Well it's been a very interesting & educational experience for me anyway. I should probably write a book on the connections & tensions between science & law; it's interesting enough.
Edit: Some of you may be interested in seeing the article. We published it recently, and you can get it here -- (
http://hrn.or.jp/eng/activity/area/iraq/press-release10-years-after-the-war-innocent-new-lives-are-still-dying-and-suffering-in-iraq-human-r/)
If you see sensationalized language, it was probably added by someone else, since I'm wired to be more academic & technical in my style, and personally I think it makes a better impression in the end.

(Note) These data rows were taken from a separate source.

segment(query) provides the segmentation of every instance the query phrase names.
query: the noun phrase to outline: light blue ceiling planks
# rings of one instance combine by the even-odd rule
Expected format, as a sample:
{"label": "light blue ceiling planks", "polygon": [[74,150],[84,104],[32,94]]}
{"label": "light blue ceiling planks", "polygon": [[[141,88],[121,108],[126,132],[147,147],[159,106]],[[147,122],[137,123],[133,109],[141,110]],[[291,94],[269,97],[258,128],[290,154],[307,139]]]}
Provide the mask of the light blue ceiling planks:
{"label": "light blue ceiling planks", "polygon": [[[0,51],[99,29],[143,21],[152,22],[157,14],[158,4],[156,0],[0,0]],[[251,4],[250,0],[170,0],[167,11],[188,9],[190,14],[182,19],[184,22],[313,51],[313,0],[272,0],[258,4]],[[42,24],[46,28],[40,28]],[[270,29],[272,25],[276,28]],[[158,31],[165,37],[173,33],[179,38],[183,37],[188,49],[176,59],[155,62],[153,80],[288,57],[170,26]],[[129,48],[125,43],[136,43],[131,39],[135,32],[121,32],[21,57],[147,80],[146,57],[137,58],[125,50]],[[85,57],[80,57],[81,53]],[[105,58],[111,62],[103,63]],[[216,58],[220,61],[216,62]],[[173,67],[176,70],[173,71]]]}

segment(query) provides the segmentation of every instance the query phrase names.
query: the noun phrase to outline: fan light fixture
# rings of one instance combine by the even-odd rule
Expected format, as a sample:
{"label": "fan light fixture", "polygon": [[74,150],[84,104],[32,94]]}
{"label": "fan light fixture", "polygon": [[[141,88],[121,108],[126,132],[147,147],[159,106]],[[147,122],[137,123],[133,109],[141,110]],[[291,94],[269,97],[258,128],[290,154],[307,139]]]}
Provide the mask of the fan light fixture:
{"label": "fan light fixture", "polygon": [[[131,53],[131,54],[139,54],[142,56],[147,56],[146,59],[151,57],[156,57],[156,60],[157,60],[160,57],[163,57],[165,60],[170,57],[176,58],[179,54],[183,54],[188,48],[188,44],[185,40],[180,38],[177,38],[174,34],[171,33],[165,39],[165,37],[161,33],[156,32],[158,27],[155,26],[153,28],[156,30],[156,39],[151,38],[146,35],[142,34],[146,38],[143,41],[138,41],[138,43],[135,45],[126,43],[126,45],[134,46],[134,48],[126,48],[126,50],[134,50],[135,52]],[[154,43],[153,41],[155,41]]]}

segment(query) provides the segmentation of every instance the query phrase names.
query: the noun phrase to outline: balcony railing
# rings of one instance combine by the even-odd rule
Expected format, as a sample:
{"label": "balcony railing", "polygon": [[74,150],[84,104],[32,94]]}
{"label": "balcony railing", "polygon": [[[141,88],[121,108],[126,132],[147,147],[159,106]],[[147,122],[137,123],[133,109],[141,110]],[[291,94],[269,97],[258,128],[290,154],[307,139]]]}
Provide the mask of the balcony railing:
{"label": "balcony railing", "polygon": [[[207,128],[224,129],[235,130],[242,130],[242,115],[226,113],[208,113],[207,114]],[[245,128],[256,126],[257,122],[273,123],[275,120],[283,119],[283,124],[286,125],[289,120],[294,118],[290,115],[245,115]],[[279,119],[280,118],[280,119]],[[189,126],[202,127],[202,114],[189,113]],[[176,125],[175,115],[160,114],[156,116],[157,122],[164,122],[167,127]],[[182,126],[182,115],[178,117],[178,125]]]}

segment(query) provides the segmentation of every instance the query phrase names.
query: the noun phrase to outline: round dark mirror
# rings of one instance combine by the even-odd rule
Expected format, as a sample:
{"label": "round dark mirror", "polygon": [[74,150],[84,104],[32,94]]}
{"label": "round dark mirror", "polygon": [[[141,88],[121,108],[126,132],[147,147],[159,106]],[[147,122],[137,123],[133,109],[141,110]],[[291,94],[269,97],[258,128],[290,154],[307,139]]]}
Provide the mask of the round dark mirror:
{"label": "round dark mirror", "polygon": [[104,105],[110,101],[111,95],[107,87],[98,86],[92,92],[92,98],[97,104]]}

gunsmoke on 29/4/2013 at 17:08
I am a Pantry Chef. I fucking love my job, and have a passion for preparing food for others. I, myself, don't eat shit, which is ironic. Alas, you'll find me @ Trattoria Roma (
http://www.trattoria-roma.com/) http://www.trattoria-roma.com/ workin' the cold side.
It's fine dining, and everything is fresh, from scratch (except for the gluten-free pasta of which we sell a whopping 1 order a week), seasonal, locally grown, and oftentimes organic or 'green'. I create all of our desserts (tiramisu, lemon torta, brownies, pots de creme, creme brulee, biscotti)and our seasonal salads, bake and heat to serve the garlic bread to order, handle the soups (fresh and new each day on a 14 day rotation in varying orders), do a ton of prep for both sides of the kitchen, I jump in and help wash dishes sometimes, whatever needs done to get AAA food out in a reasonable amount of time.
I'll pop some pics of some of the items I bang out this weekend. There is more variety in what dishes go out those 2 nights, so I'll probably see my entire menu get ordered.
SubJeff on 29/4/2013 at 17:09
More like Panty Chef am I rite?
demagogue on 29/4/2013 at 17:15
I just had lunch & I'm already hungry again.
All of that sounds great.
catbarf on 29/4/2013 at 17:15
I love cooking for myself and friends but I'm not sure I could enjoy it under the pressure of time constraints and needing to get it right for the patron. I'm kind of curious Gunsmoke, if you don't mind, I know you said in another thread that you spent some time in the Marines, how'd you end up working as a restaurant chef?